David Blum, a 38-year-old senior adviser at Regency Bank, receives devastating news: His father, Solomon, a professor of political science, has just died of a heart attack. David rushes to his hometown, Champaign, Illinois, and receives an alarming note from a stranger, Hans Meier, who claims to have information about the true nature of Solomon’s death. Hans arranges a meeting with David but never shows up. In fact, Hans—a graduate student and an admirer of Solomon—seems to have disappeared. In addition, the student’s home has been searched. David, a former FBI agent, decides to conduct an investigation of his own and finds a cryptic note in Hans’ handwriting that appears to anticipate the intentional unleashing of some kind of epidemic. Generating considerable suspense and enough plausibility for a novelistic version of a big-budget movie, the story details David’s race to thwart a biomedical act of terrorism by an insane agricultural scientist, Otto Feldmann. David tracks down a woman, Kay Westfield, who 20 years earlier inadvertently witnessed Feldmann supervise a bizarre experiment that involved an exploding plane, poison gas, and rapidly dying animals. Jacobs’ plot hurtles along at an agreeably swift pace, never lagging, always delivering a steady stream of easily digestible entertainment.
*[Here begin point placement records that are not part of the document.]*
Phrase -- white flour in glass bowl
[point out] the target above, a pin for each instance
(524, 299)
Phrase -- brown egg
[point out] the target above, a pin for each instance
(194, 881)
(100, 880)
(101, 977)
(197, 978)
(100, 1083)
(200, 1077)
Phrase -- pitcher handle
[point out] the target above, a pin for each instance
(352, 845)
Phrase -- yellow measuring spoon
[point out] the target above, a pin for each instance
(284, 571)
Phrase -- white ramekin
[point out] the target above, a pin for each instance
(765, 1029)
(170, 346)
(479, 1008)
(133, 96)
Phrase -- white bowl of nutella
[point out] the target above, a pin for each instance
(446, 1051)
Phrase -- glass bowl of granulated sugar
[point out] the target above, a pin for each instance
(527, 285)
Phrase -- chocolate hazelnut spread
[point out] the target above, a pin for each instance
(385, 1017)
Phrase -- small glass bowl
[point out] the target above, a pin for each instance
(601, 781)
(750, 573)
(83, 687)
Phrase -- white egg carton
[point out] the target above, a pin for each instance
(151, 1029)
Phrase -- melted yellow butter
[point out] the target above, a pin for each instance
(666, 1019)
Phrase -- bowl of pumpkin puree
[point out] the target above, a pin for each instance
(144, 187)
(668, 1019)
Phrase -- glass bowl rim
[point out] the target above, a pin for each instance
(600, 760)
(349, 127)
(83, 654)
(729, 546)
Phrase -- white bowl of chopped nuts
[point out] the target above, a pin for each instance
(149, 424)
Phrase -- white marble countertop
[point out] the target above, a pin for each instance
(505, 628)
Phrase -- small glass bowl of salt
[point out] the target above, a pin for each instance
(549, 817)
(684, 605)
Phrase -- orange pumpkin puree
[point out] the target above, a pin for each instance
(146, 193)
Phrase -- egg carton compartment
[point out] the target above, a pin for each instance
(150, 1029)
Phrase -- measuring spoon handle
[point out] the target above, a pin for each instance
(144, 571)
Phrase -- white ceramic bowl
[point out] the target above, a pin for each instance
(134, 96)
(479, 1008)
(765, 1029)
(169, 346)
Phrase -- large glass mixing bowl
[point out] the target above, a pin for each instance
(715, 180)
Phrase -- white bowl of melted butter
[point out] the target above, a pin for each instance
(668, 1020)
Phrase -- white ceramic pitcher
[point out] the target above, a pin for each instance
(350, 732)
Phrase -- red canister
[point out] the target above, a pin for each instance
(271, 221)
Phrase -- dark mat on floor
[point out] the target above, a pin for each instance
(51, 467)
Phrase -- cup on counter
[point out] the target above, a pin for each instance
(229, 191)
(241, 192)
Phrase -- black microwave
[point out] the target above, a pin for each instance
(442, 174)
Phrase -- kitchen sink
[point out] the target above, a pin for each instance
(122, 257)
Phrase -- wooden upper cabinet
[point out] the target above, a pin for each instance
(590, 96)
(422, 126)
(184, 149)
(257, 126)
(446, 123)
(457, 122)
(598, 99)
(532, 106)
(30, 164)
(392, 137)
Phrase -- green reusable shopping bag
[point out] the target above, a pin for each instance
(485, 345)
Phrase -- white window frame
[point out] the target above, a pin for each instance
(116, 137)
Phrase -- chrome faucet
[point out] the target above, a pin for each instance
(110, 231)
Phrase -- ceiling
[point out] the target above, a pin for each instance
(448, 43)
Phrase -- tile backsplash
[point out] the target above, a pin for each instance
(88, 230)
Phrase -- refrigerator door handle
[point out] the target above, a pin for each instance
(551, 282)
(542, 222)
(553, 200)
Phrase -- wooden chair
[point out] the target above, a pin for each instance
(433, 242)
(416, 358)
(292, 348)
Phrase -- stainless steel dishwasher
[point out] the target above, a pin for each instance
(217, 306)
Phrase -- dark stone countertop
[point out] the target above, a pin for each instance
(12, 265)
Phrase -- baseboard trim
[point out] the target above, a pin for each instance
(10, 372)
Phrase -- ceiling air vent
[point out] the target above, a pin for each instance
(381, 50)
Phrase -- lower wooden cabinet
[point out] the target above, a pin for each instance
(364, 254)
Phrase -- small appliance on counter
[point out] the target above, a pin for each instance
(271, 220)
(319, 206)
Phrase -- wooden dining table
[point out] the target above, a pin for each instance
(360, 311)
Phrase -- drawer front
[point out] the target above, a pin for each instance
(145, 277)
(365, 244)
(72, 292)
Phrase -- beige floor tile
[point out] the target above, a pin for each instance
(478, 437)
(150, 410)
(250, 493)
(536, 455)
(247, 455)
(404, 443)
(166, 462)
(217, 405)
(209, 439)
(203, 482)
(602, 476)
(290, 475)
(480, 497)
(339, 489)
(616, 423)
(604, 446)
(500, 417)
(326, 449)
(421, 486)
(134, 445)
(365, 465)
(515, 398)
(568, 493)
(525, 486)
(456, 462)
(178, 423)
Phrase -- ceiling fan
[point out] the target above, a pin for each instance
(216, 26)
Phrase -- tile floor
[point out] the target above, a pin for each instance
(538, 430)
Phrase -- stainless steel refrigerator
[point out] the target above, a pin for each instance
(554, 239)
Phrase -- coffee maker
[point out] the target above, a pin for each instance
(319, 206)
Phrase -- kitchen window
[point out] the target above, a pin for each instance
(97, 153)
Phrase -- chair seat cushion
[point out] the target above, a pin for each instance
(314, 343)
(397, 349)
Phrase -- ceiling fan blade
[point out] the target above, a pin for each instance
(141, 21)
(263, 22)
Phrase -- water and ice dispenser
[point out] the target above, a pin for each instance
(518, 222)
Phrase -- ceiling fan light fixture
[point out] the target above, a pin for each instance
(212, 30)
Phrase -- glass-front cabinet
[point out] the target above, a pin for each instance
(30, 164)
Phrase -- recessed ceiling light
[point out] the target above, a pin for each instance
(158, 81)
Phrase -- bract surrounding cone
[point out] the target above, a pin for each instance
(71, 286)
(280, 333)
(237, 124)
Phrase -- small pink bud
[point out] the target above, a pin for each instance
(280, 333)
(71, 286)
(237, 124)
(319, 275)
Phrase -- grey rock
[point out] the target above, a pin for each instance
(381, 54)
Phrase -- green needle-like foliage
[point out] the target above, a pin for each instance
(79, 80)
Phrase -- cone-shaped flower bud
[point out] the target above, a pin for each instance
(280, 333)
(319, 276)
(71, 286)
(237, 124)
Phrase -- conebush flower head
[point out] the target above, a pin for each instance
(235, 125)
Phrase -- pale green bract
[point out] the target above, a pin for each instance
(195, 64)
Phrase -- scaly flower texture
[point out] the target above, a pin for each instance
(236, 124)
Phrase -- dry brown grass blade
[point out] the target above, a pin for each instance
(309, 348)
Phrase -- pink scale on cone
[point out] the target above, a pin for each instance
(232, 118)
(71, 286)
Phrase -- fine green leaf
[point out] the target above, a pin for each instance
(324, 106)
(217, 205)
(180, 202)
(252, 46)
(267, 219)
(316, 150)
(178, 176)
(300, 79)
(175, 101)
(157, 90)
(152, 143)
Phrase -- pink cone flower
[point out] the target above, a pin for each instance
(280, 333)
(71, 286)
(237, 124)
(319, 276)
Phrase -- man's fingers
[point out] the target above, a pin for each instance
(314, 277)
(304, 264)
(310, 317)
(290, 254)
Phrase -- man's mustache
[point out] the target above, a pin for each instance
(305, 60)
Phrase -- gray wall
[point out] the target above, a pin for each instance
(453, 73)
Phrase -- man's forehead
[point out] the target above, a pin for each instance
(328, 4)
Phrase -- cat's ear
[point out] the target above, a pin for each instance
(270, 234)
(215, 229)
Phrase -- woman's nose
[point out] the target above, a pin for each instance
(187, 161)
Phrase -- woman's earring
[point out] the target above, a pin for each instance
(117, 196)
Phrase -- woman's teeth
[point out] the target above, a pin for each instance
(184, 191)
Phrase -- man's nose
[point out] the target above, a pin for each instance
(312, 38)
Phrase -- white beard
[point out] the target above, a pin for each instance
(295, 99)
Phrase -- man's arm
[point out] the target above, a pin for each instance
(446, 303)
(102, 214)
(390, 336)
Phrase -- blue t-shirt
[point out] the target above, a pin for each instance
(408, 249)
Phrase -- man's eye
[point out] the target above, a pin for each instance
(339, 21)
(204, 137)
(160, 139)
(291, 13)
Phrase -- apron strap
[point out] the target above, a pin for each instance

The tale is a very familiar one, even formulaic, and Feldmann, a “consummate soulless scientist—all brain and no heart,” is an unreconstructed type, a kind of barely personified cliché. But the book’s strengths are neither depth nor originality, but rather taut, lucidly described drama and a magnetic leading man. For readers with the proper expectations, this novel provides an enjoyable way to spend a leisurely afternoon.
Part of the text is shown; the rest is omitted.